The project supports over one hundred 5-18 year olds from homes in a slum area of Kampala, Uganda's capital. It is run by FOCUS Uganda, the umbrella organisation for university Christian Unions here, which St Mary's Wootton helps to support. (Beatrice Langariti, the wife of FOCUS's general secretary Vincent, lived and worked in Wootton as parish assistant at St Mary's around seven years ago; and Vincent spoke at a Wootton Lower assembly when he was in the UK last year).

There are two main elements of the project's work with Mulago's needy children. First, it contributes to the cost of school fees (state schooling is not free in Uganda) for families which would otherwise be unable to send or keep children in primary and secondary education. Second, it gathers these children every Saturday for a programme of teaching and games, in which they are taught life skills, English, health care (personal hygiene, healthy living, basic medical expertise, diet, etc), vocational skills which can help them to earn a living, and biblical studies. They also eat: a nourishing mug of sweet maize-meal ('posho') porridge half-way through the morning, and a substantial lunch - for many of the children, probably the best meal of the week. (Most families of children on the project would be able to afford only one meal a day, eaten in the evening - ie the children go to school hungry every morning).

In addition to the full-time manager, Audrey, and her assistant, Nelson (pictured with a couple of the children), the project is staffed mainly by Christian student volunteers drawn from Kampala's universities.


Last Saturday, we spent the day at the project, visiting the classes, drinking the porridge (popular with Peter and Tom, mainly!), and meeting the children.
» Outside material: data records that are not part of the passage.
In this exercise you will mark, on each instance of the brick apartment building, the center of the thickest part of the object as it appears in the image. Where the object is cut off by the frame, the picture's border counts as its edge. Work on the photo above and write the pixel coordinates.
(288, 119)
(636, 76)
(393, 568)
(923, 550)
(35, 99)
It was especially interesting to meet five 'graduates' from the project, 18-21 years of age, who are now in higher education but still living in Mulago. They told us that without the project's help they could not have continued at school, their lives would have been completely different, and their futures bleak.

The project receives no public funds and is supported by churches and some foreign donors, including sponsors of individual children (it costs £150 to sponsor a child for a year, enabling him/her to stay at school and attend the project). The gift which Lucy Alastair and Tom handed over will go towards the weekly Saturday lunch - in fact it will feed the whole project (over 100 children plus their helpers) every Saturday for nearly nine months!





Thank you Wootton Lower and Holywell Schools!